For clarification: Equivalence between biplane and monoplane means than both have the same wing area and the same engine. Then the main differences in maneuvering are:
- The biplane has better roll acceleration than an equivalent monoplane.
- The biplane has a higher roll rate than an equivalent monoplane at the same speeds.
- All biplane flying takes place at lower speeds, resulting in a lower space requirement for all maneuvers. This also means that inertial effects are less pronounced: When pulling up, there is less kinetic energy available for climbing, so (for example) hammerhead turns will end with less altitude gain.
Differences in handling: The biplane has
- lower aileron forces for the same roll rate at the same speed
- lighter control forces overall due to lower flight speed
Differences in performance:
- shorter take-off and landing distances
- a lower stall speed
- a much lower maximum speed
- a lower optimum cruise speed and range
- a lower power requirement due to the lower flying speeds, or if both use the same engine, a better power-to-weight ratio
when compared to an equivalent monoplane. These differences are most pronounced if the airplane carries just the pilot and not much payload.

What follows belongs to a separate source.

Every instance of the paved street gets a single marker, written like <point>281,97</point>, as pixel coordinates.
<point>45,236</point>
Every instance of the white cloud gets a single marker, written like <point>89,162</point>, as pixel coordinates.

Flying techniques are the same as for monoplanes. Indirectly, differences are likely due to differences in design. Example: Few biplanes profit from having a retractable landing gear while gear retraction makes sense for monoplanes with higher power loading (installed power relative to wing area).

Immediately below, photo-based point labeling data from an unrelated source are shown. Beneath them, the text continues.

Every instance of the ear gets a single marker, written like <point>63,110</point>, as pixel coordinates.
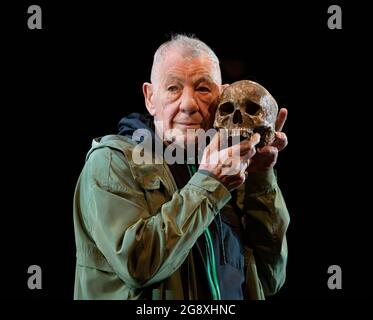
<point>147,89</point>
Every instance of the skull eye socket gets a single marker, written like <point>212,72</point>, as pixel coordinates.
<point>226,108</point>
<point>251,108</point>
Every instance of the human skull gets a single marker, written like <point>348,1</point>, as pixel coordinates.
<point>245,107</point>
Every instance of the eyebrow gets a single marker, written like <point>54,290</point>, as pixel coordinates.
<point>204,78</point>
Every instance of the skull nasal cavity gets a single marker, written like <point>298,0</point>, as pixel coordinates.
<point>237,118</point>
<point>226,108</point>
<point>251,108</point>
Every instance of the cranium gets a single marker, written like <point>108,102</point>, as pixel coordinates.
<point>245,107</point>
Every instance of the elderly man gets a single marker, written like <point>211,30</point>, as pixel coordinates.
<point>160,230</point>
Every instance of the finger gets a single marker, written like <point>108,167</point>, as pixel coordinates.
<point>248,144</point>
<point>281,141</point>
<point>281,118</point>
<point>217,140</point>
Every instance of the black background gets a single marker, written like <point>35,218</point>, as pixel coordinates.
<point>74,79</point>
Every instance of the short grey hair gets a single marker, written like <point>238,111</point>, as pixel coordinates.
<point>190,47</point>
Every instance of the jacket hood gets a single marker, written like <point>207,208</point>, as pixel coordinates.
<point>128,125</point>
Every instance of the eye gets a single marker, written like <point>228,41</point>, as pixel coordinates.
<point>204,89</point>
<point>172,88</point>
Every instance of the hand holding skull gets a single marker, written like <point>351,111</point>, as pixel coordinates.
<point>246,108</point>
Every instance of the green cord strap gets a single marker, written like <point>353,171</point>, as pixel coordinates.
<point>211,252</point>
<point>211,264</point>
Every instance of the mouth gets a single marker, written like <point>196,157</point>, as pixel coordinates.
<point>188,124</point>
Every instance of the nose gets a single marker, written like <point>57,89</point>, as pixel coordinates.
<point>188,103</point>
<point>237,117</point>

Biplanes have two major differences:
- Smaller wing span at the same wing area, and
- Wire bracing results in very lightweight biplane wings.
The smaller span reduces roll damping and roll inertia, so a biplane will accelerate into a roll more quickly than an equivalent monoplane and will reach a higher roll rate. This is the main difference in maneuvering.
The smaller wing span results in more induced drag if both have the same mass and the same speed. With wire bracing, this condition is unrealistic, and an equivalent biplane will be much lighter. If the structure is a substantial part of the aircraft's mass (this is typical for aerobatic airplanes), the result can easily be less induced drag, despite the lower span, and also lower wing loading. This in turn means that both fly at different speeds: The biplane will be able to fly much slower, but the aerodynamic drag of the bracing will restrict it to low speeds. This also means inertial effects are less pronounced: The lower mass and lower speed of the biplane combine for a marked difference to the equivalent monoplane.
For aerobatic displays this is ideal: All action takes place close to the audience, and the biplane will need a much smaller area for all maneuvers than an equivalent, but heavier monoplane. The downside are low maximum speed and low range.
Another difference in performance are much shorter take-off and landing distances due to the lower wing loading, which results in a lower stall speed. The optimum endurance and optimum range speeds are lower than those of an equivalent monoplane as well, so all biplane flying happens at lower speeds, which is beneficial for training aircraft.
Since control forces are proportional to dynamic pressure, a biplane will have lower control forces than an equivalent monoplane. Here equivalence also means that the relative chord of all control surfaces is the same. In reality, a good designer will select a higher relative chord for the biplane's control surfaces to ensure that control forces are above their required minimum.
The heavy, unreliable engines of the early years made biplanes the ideal way of taking to the air. Once engines became more powerful and allowed higher payloads, the monoplane became better suited to carrying passengers and freight at higher speeds and over longer distances.